Gluten Free Bread: A Crying Shame

gluten free bread

Every so often, Mrs. Dude will come home from the store with a special gluten-free treat for me.

She knows I try to stay away from a lot of the processed gluten-free crap, but she also knows I’m human and I occasionally miss eating the way I used to eat.

So when she arrived home with gluten free hamburger rolls yesterday, it could only mean one thing: BURGER NIGHT!!

The rolls were purchased off the shelf (not frozen) at Trader Joes and they seemed, do I dare say, normal; soft to the touch, a nice aroma.

What could possibly go wrong?? I mean…just look at these things.

gluten free bread

She grilled up a couple of burgers and topped them off with some sauteed mushrooms, onions and whatever the green stuff is in this picture:

gluten free burger roll

So far…so good.

I decorate them with a bit of organic guacamole and ketchup.
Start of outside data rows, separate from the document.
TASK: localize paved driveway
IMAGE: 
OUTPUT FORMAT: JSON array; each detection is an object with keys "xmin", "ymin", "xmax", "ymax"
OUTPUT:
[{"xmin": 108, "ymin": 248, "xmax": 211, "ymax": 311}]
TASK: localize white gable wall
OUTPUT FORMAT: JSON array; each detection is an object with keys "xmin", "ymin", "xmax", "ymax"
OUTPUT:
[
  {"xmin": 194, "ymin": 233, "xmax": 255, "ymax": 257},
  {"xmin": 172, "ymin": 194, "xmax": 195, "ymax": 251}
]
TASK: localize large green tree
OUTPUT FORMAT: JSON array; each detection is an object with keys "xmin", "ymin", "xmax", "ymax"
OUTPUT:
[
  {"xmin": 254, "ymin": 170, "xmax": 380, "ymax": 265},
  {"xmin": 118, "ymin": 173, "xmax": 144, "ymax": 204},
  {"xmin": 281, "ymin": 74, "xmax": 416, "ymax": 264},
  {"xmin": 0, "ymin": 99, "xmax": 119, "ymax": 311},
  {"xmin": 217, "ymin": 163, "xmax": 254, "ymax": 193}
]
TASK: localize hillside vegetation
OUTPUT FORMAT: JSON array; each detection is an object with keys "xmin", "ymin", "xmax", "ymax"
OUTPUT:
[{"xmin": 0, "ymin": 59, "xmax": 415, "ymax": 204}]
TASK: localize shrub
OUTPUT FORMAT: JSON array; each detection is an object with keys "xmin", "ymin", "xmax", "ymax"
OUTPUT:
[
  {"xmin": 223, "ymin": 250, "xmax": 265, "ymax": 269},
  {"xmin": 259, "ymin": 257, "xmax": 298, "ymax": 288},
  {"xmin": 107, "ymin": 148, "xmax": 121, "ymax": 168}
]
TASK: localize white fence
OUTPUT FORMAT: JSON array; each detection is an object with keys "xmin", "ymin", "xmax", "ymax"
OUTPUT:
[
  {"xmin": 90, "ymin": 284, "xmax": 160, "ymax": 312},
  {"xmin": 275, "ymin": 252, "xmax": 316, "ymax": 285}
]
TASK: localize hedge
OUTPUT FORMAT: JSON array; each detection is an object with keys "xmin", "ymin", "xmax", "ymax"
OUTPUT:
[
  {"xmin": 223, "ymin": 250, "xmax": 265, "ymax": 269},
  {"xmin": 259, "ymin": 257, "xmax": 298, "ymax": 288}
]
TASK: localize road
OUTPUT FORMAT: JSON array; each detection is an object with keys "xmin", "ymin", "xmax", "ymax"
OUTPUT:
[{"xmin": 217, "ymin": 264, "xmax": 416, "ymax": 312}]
I take a few bites…and then THIS HAPPENS:

gluten free hamburger bun

Dang…what started out as a masterpiece turned into a crumbly mess.

But at a dollar per roll, I suppose I shouldn’t expect my gluten free bread to actually stay together.

Back to eating burgers with a knife and fork.

And next time your gluten free bread falls apart, just remember…it’s not your fault. It’s ok to cry.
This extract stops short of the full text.